Recent reports on the DEP-1 receptor-like PTP also show that it
dephosphorylates the Met receptor partially (60). However, previous
work that compared the chimeras of the SH2 and PTP domains of SHP1 and
SHP2 toward EGFR as a substrate concluded that SHP2 does not
dephosphorylate the EGFR (61). The basis for this conclusion could be
that no comparison between the WT and the phosphatase-defective mutant
of SHP2 was made and that complete but not partial dephosphorylation was probably the expectation.
Important questions that remain to be answered are which tyrosine
residue(s) on the EGFR are targets of SHP2 PTP activity and why?
Previous work has shown that SHP2 preferentially dephosphorylated a
phosphopeptide derived from Tyr-992 of the EGFR under in
vitro conditions (62). Similarly, Corkscrew, the
Drosophila homologue of SHP2, dephosphorylated a single
autophosphorylation site on the Torso RTK that serve as a binding site
for RasGAP, the down-regulator of GTP-Ras (25). Thus, it could be that
SHP2 dephosphorylates a few phosphotyrosine residues on the EGFR that
may serve as binding sites for negative regulatory proteins.

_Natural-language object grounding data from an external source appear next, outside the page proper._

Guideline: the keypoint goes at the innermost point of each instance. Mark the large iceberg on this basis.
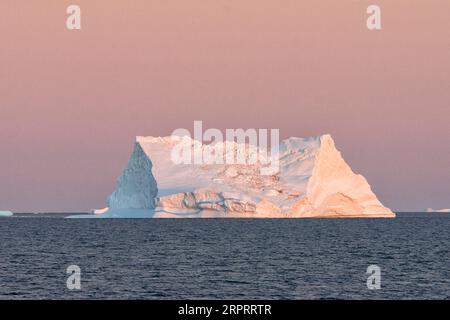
(313, 181)
(6, 214)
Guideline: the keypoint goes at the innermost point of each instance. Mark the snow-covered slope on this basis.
(313, 181)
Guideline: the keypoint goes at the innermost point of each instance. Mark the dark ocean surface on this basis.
(225, 258)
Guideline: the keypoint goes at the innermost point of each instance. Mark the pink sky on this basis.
(71, 102)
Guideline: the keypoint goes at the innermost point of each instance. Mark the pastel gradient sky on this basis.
(72, 102)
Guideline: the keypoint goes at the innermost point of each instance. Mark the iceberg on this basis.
(6, 214)
(431, 210)
(136, 191)
(313, 181)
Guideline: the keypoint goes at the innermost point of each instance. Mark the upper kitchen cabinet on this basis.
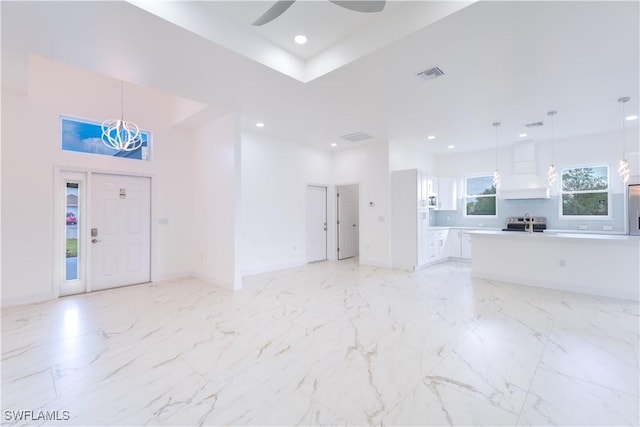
(442, 193)
(409, 219)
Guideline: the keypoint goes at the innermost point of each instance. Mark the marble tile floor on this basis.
(331, 343)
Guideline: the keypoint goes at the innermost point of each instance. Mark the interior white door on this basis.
(316, 223)
(120, 231)
(347, 221)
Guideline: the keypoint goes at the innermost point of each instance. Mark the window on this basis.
(480, 197)
(85, 136)
(71, 242)
(585, 191)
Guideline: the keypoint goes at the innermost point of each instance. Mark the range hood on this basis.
(523, 183)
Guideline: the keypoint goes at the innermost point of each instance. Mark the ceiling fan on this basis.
(356, 5)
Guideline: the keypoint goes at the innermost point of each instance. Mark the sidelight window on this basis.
(585, 191)
(480, 196)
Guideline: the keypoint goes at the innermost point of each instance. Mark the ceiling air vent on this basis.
(431, 73)
(534, 124)
(356, 136)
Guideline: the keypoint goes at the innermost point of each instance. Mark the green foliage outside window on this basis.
(585, 191)
(481, 196)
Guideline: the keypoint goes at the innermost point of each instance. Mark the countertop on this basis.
(557, 236)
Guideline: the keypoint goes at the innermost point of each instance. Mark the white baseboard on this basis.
(273, 267)
(31, 299)
(170, 277)
(374, 263)
(568, 287)
(216, 281)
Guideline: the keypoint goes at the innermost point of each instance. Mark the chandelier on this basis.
(623, 167)
(120, 134)
(496, 174)
(552, 173)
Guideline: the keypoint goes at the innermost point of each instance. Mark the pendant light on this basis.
(552, 174)
(623, 168)
(496, 174)
(120, 134)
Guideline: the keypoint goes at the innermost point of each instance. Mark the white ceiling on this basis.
(503, 61)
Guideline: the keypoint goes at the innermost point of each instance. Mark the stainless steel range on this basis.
(526, 223)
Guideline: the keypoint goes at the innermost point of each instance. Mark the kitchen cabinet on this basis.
(409, 219)
(437, 246)
(453, 243)
(443, 191)
(465, 245)
(459, 243)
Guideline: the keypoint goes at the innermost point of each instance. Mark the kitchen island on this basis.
(597, 264)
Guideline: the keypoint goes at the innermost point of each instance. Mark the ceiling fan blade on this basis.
(361, 6)
(274, 11)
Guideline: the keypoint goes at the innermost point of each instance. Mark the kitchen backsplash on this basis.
(548, 208)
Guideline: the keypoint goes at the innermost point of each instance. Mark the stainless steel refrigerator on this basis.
(634, 209)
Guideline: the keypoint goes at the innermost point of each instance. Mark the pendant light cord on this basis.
(623, 129)
(496, 124)
(121, 100)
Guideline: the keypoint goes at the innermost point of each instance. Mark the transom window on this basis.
(585, 191)
(480, 196)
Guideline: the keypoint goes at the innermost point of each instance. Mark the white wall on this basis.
(216, 220)
(368, 166)
(275, 175)
(595, 149)
(31, 150)
(602, 148)
(405, 155)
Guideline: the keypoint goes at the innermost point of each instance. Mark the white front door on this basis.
(120, 231)
(316, 223)
(347, 221)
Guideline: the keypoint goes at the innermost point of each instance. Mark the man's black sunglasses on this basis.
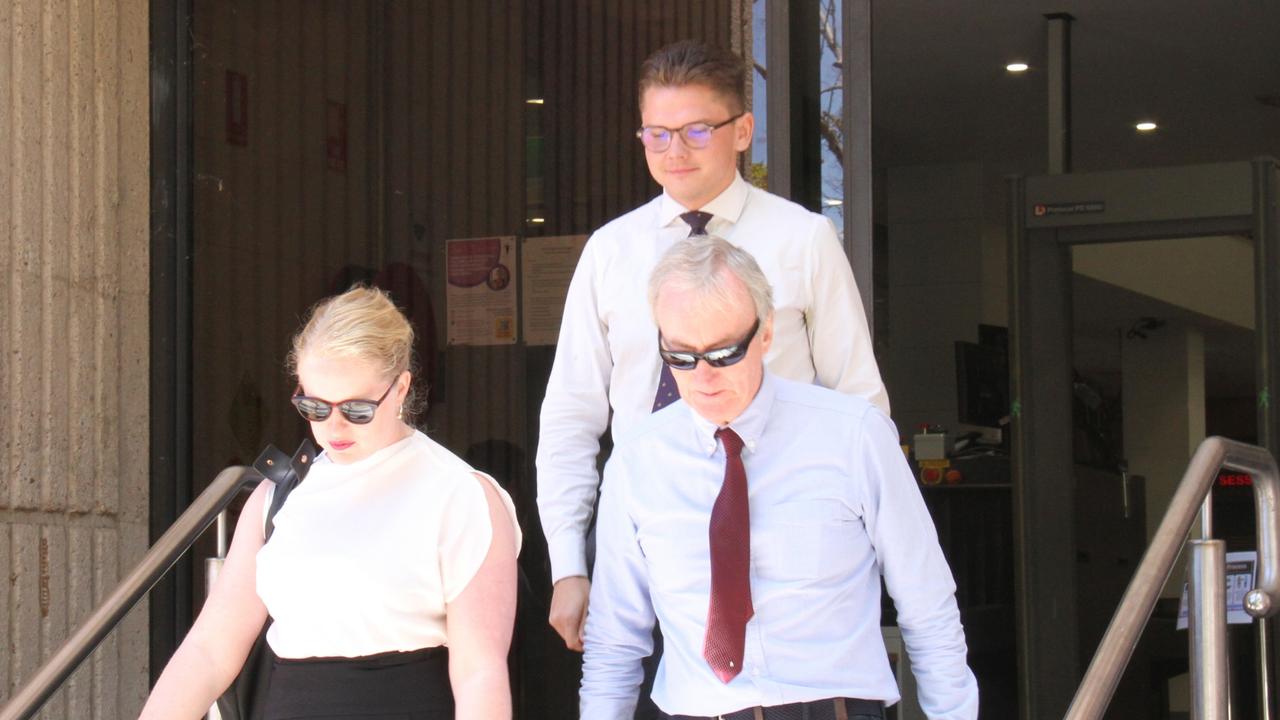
(718, 358)
(357, 411)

We also found that Gab1 is a substrate of SHP2. Gab1 is an adaptor
protein with several tyrosine residues that become phosphorylated upon
induction by growth factors or cytokines (30, 32-34, 56). These
phosphotyrosines serve as binding sites for SH2 domain-containing signaling proteins, the most noted being SHP2 and
phosphatidylinositol-3 kinase (PI3K) (30, 34, 56). The same question as
for the EGFR could be asked, i.e. why does SHP2
dephosphorylate Gab1, whose tyrosine phosphorylation is essential for
signal transduction? Possible explanations would again be similar,
i.e. that SHP2 might be dephosphorylating negative
regulatory sites on Gab1. Again, a direct answer to this question must
await mutational analysis of phosphorylation sites on Gab1.
The identities of p90, p150, and p190 are currently unknown. Although
the PDGFR is a plausible candidate for p190, we were unable to
positively identify this protein to be the PDGFR, given the limitations
of the currently available antibodies. Thus, identification of p90,
p150, and p190 must be addressed in future studies that utilize protein
isolation and peptide sequencing and, if necessary, cDNA cloning,
nucleotide sequencing, and characterization.
The findings that the subset of SHP2 substrates varied depending on the
stimulus suggested that target proteins of SHP2 PTP activity vary,
depending on the pathways that become activated and/or the cell type.
The ability of SHP2 to act on a different set of substrates in
different signaling pathways might determine its functional specificity
in mediating cell growth, differentiation, or motility.